Já passou da hora de os clubes se reorganizarem, encararem a realidade econômica do país e fazerem contratos decentes, sem quebrar a instituição. Eu sou a favor da transformação de clubes em empresas, pois dessa forma haverá responsabilidade fiscal e um CEO, que será cobrado para dar lucros e taças. Somente assim vamos parar de repatriar ex-jogadores em atividade.
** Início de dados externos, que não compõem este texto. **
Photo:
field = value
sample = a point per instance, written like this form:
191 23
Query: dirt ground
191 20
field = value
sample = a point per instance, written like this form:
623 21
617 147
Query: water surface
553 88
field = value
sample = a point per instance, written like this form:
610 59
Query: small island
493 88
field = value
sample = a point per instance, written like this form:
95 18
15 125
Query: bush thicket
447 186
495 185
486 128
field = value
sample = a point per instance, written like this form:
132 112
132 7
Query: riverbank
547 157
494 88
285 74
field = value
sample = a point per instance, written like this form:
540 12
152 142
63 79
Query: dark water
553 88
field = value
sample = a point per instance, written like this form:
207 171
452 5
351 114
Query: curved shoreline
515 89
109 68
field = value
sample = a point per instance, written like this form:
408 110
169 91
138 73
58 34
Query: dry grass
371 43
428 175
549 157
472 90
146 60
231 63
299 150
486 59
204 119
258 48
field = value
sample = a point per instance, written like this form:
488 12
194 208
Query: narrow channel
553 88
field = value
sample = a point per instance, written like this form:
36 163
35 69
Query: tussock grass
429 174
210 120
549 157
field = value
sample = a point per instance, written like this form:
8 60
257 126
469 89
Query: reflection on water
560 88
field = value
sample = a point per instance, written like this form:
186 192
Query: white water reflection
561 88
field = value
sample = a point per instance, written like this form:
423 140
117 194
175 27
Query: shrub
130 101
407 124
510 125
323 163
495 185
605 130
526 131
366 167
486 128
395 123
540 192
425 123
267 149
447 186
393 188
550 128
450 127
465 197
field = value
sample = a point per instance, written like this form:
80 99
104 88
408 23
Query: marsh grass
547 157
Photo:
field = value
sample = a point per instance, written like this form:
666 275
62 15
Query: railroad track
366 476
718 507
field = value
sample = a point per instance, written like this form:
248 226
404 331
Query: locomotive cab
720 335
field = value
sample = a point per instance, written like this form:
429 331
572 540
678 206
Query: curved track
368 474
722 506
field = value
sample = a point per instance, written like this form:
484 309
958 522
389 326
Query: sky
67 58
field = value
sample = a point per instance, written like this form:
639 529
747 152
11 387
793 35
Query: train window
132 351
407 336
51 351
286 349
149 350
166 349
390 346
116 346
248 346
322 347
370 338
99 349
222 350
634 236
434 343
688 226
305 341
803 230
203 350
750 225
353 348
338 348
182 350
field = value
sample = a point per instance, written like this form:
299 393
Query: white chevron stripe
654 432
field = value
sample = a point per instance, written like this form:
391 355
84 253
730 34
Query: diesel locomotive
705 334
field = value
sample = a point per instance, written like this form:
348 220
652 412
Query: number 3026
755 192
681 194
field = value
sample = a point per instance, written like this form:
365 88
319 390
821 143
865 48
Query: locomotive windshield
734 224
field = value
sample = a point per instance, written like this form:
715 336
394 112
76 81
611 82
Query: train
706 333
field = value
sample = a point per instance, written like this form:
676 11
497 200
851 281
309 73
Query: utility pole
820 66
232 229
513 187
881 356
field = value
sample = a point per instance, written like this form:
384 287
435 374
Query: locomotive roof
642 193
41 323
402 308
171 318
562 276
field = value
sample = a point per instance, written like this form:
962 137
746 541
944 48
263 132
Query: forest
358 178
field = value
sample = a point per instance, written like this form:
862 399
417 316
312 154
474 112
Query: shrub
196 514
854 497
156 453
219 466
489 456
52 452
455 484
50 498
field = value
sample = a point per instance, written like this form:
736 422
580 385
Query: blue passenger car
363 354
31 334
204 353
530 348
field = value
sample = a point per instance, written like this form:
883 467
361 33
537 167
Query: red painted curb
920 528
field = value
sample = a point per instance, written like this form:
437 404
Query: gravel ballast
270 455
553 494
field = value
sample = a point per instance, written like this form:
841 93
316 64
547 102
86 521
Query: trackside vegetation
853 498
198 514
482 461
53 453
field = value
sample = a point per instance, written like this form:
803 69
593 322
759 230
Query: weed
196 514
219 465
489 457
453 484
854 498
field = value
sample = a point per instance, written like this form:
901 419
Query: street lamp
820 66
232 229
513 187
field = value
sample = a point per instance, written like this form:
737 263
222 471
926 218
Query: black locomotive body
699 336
O futebol brasileiro está doente e carente tecnicamente. Os treinadores são fracos e preguiçosos, em sua maioria. Os jogadores não treinam além do horário. Largam tudo para estar com os empresários, ávidos por uma transferência. Talvez esteja aí a explicação para um nível técnico tão baixo e tão falido. Nelinho e Zico ficavam uma hora, além dos treinamentos, cobrando faltas e fazendo gols para acertarem nos jogos. E era batata! Davam vitórias e títulos e mais títulos às suas equipes. Hoje a gente vê jogador dominando a bola na canela. Não podemos mesmo querer um futebol de alto nível com dirigentes irresponsáveis, técnicos preguiçosos e jogadores repatriados do exterior, chegando aqui como bagaços, pois o caldo da laranja foi chupado no Velho Mundo. Ou os dirigentes mudam sua filosofia ou vamos para o fundo do poço, que é bem mais fundo do que imaginamos. Em 2022 vamos completar 20 anos sem ganhar a Copa do Mundo. Há algo errado ou não?